We developed an agent-based, centre-based model of cell migration in cancer invasion based upon experimental observations of cell shape and cell behaviour in multicellular spheroid experiments of breast and lung cancer cells. In these experiments, cells deform from a sphere into an oblong shape upon migration, and adopt a spherical shape again whenever they turn back to such spheroids. This was implemented. Moreover, we developed a 3D model for the extracellular matrix (ECM) in which the matrix is modelled by an irregular network of springs with nodes represented as elastic objects. Migrating cells anchor in the network to move, leading to network deformation. We implemented a number of different biological mechanisms of cell migration and cell-ECM interaction.

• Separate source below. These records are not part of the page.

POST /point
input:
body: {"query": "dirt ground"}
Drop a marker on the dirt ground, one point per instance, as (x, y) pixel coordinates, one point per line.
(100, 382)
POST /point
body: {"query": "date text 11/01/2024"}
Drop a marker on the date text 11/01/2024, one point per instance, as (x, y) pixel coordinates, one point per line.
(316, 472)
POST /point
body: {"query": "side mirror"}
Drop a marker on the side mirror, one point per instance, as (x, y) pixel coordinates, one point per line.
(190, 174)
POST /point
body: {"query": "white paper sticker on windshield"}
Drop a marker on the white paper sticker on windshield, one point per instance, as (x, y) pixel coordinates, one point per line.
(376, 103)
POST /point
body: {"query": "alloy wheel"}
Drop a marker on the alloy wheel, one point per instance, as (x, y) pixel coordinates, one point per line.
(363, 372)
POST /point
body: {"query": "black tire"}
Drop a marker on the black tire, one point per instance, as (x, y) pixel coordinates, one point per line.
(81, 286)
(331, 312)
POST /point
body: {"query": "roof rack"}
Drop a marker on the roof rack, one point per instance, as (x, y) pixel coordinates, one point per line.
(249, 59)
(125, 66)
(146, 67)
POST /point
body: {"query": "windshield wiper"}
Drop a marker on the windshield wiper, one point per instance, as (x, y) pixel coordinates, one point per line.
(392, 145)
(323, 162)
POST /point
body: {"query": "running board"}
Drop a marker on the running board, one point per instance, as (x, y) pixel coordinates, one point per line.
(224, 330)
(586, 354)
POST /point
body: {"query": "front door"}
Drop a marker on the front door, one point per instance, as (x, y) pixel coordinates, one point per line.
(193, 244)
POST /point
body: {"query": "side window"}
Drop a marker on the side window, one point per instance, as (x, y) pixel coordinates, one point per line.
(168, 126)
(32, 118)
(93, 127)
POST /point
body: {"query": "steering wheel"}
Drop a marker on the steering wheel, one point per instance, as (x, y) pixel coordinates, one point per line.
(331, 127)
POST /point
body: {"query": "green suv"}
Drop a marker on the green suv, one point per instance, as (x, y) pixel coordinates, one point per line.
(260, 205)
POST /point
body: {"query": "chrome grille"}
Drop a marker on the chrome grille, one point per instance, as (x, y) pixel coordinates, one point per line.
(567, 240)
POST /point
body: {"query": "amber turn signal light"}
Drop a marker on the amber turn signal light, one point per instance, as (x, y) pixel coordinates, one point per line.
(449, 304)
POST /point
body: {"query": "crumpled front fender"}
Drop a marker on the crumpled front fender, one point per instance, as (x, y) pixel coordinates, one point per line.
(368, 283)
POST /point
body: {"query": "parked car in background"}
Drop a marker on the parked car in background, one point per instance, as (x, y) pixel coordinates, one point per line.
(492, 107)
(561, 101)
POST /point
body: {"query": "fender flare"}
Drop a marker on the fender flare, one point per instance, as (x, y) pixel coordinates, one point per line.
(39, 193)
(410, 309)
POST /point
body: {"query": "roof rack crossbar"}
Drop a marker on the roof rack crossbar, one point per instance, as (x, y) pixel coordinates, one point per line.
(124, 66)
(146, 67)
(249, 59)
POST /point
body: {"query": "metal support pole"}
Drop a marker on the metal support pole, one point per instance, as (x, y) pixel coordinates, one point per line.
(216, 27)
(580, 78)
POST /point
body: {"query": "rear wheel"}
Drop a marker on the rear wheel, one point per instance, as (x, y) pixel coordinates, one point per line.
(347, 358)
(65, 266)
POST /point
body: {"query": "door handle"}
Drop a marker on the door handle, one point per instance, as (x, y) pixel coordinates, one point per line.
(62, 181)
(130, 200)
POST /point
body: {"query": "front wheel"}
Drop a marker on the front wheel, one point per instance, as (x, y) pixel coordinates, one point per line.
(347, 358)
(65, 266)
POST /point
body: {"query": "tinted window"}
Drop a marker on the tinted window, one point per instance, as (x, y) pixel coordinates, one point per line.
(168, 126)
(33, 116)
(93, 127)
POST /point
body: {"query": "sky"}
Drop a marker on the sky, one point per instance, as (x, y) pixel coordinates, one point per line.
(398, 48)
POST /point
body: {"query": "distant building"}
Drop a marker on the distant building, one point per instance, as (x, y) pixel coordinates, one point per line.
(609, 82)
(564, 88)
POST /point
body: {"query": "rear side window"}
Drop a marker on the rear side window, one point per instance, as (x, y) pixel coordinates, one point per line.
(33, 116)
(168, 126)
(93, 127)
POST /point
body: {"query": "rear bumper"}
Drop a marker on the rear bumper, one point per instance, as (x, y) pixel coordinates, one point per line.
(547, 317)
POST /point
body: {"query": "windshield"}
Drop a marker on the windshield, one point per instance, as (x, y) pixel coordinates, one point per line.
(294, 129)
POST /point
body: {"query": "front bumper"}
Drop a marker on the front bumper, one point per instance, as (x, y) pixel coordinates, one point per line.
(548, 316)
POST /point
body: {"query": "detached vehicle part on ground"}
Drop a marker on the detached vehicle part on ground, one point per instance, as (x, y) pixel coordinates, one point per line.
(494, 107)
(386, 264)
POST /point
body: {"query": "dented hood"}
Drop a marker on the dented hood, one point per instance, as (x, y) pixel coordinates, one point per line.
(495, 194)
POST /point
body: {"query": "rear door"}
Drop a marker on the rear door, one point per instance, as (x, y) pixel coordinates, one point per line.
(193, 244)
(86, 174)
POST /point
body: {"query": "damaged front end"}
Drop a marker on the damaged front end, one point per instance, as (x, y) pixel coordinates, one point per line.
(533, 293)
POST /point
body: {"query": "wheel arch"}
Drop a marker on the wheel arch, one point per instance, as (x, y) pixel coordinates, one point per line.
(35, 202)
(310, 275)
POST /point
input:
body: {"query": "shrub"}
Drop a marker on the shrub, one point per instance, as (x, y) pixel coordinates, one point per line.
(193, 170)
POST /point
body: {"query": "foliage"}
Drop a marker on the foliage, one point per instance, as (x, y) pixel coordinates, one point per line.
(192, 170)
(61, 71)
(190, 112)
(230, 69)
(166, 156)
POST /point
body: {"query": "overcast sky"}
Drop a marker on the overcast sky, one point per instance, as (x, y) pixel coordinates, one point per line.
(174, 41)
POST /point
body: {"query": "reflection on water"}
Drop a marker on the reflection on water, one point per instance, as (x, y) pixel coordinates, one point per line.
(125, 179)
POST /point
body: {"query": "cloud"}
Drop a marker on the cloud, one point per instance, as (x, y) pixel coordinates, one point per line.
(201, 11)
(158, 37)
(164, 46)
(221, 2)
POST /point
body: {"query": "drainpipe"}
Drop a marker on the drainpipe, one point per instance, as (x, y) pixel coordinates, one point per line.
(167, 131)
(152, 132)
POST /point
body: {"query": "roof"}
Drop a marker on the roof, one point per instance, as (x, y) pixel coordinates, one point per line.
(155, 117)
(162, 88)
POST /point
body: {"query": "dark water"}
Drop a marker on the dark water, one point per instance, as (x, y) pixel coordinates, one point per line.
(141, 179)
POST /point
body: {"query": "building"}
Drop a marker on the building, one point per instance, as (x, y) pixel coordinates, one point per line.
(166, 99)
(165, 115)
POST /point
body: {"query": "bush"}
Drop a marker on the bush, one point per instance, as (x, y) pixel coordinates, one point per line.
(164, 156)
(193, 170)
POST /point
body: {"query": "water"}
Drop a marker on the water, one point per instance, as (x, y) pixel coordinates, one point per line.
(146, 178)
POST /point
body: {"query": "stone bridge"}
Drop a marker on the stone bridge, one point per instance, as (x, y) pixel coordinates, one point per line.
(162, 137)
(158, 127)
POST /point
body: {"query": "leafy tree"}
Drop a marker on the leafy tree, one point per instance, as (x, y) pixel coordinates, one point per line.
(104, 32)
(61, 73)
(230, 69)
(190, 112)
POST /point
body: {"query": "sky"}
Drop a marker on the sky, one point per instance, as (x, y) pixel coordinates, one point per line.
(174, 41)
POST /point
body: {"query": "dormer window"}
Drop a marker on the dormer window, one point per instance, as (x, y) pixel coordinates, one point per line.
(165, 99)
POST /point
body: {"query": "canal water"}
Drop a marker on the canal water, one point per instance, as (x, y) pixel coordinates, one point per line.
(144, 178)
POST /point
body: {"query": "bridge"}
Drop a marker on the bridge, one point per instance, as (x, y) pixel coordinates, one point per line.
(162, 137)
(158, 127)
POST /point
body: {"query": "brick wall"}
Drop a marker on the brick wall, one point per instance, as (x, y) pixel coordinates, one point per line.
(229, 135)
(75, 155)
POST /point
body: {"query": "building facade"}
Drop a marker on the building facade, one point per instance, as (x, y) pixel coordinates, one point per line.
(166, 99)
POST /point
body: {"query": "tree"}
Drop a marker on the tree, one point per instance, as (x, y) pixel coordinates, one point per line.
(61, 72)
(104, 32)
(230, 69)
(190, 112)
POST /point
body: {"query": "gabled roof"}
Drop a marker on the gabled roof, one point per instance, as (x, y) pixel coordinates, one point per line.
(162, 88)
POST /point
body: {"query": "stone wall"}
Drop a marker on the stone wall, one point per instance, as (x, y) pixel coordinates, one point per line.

We find that a relatively simple model is sufficient to explain all phenomena of a single invading cell (Palm et. al., in preparation).

The combination of image analysis and of the abovementioned refined invasion model should allow a quantitative model of multicellular invasion following the same line of research as for SK-MES-1 cells, where we inferred a multicellular spheroid growth model from image data within a pipeline of experiment, imaging, image analysis and modelling [17] . In that paper, we used spatial-temporal image data of cell nucleus distribution, cell proliferation, death, and ECM distribution for two growth conditions (oxygen and glucose) to calibrate a model which was then able to quantitatively correctly predict the growth kinetics of the tumor spheroids for two other growth conditions, one strongly glucose limited, another strongly oxygen-limited.

Finally, we developed an image analysis pipeline to estimate the number of cancer cells in a patient with non-small cell lung cancer (NSCLC) from non-invasive image modalities. The estimate bases upon cell counts from histological serial sections of the tumor which have been related to the D-value inferred from Diffusion Weighted (DW) MRI (Yi et. al., paper in preparation).